What’s on the menu at Rhapsody, a new bar on Ossington for Nikkei cuisine and cocktails
It’s from the owner of Little Italy’s Mrs. Robinson
Contact: 214 Ossington Ave., rhapsodytoronto.com, @rhapsody_to
Neighbourhood: Trinity Bellwoods
Owner: Dan Eyimina (Mrs. Robinson)
Chef: Elias Salazar (Waska Peruvian Kitchen)
Accessibility: Not fully accessible
Back in 2017, self-described hospitality lifer Dan Eyimina opened Mrs. Robinson—an ultra-hip ’70s-themed cocktail bar and music venue in Little Italy. From its playlists to its design, Mrs. Robinson is about paying homage to the layered history of modern hip hop. In a different way, music is also at the heart of Rhapsody, Eyimina’s new project on the Ossington strip.
“I wanted to create a symphonic fusion of food, beverage and music. It’s about creating a visceral sensory experience,” he says. “I think we achieved that with Mrs. Robinson, and we aim to offer a similarly transportive experience here.” Between DJs spinning genre-melding tunes heavy on remixes and B-sides; a moody, forest-inspired aesthetic; and a menu that fuses Peruvian and Japanese cuisine, Rhapsody hits its mark as an eclectic multisensory experience.
The heart of this menu is Nikkei cuisine—the product of a long history of cultural exchange between Peru and Japan, where the former’s ubiquitous peppers, potatoes and corn meet the latter’s shoyu, nori and yuzu kosho, among other star ingredients. There’s Peruvian-style sashimi, Japanese karaage in honey infused with Peruvian peppers and whipped potato topped with an ikura-laden shrimp salad. “Besides traditional Peruvian food, Nikkei is the most prevalent cuisine in Peru right now,” says executive chef Elias Salazar.
Rhapsody’s signature cocktails (all named after lead mixologist Joe Beiglee’s favourite songs) take subtle cues from the culinary program with ingredients like Peruvian pisco and Japanese sesame oil.
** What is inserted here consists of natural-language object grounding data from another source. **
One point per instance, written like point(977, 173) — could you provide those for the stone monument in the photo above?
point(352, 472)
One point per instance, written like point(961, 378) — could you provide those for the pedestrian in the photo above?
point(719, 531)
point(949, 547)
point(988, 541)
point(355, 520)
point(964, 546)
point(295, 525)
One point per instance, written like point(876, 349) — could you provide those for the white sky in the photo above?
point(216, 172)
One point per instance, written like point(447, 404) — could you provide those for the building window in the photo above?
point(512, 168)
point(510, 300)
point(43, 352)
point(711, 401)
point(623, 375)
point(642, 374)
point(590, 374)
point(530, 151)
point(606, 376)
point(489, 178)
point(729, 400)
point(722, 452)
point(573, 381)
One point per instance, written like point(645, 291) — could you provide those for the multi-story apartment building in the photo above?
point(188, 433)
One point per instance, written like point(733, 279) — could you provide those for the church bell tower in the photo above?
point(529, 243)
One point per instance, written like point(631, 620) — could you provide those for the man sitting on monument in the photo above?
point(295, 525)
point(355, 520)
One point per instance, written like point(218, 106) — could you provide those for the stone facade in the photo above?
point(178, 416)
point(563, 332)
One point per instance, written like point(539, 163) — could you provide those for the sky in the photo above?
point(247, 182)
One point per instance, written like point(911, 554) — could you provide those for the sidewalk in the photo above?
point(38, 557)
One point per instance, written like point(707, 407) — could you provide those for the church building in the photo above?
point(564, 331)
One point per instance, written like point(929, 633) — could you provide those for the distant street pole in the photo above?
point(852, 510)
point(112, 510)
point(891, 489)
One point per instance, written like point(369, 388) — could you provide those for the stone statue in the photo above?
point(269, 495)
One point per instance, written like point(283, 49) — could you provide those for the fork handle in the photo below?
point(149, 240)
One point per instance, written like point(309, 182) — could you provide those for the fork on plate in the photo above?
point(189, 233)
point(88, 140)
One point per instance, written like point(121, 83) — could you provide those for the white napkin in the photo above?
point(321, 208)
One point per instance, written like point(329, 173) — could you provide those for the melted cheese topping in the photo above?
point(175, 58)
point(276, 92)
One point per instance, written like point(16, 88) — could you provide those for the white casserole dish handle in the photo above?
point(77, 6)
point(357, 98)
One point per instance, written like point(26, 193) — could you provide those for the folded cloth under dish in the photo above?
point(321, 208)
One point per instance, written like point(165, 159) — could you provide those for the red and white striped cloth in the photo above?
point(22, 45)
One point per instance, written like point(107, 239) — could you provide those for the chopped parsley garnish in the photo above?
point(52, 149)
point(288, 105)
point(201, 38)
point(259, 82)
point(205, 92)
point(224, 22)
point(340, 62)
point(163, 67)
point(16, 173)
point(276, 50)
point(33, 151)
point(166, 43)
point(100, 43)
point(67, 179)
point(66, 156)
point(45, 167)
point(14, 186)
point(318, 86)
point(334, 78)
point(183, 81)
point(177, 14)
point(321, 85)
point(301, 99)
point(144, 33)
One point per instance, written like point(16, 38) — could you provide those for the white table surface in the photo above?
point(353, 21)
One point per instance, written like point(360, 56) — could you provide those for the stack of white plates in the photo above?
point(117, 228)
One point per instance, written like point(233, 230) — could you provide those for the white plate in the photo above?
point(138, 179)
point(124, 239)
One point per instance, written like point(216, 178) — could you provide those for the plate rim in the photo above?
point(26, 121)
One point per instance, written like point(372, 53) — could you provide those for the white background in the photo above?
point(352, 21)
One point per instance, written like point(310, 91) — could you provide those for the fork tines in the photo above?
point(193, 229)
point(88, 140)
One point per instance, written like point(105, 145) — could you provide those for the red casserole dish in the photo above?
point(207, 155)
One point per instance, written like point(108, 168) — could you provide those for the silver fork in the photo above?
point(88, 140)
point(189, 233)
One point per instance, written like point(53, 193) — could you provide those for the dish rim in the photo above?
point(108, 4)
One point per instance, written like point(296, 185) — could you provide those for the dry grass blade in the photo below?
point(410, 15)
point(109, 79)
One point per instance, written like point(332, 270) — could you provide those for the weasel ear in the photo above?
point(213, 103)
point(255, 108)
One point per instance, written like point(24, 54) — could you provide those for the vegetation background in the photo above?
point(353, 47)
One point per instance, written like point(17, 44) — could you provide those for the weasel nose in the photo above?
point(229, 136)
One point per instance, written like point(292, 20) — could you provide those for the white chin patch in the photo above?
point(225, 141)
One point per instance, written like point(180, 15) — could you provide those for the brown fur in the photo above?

The restaurant also partnered with Tromba, which serves as the base of the classic tequila-based tipples—your margaritas and palomas—served in a back bar dubbed the Water Room. There’s also a tight but varied selection of beer and a short wine list that includes a few special reserve bottles. Abstaining guests can ask for a custom mocktail or a glass of chica morada, a Peruvian corn-based drink that tastes a bit like a grape popsicle.
The focus of the space is a fantasy forest motif with wood finishes: there’s a deep-green woodsy mural and dramatic plant-like chandeliers. The fantasy element comes through in metallic finishes meant to evoke water in unexpected places—including mirrored “droplets” on the walls and ceiling. A screen in the Water Room plays looping visuals featuring water and mermaids.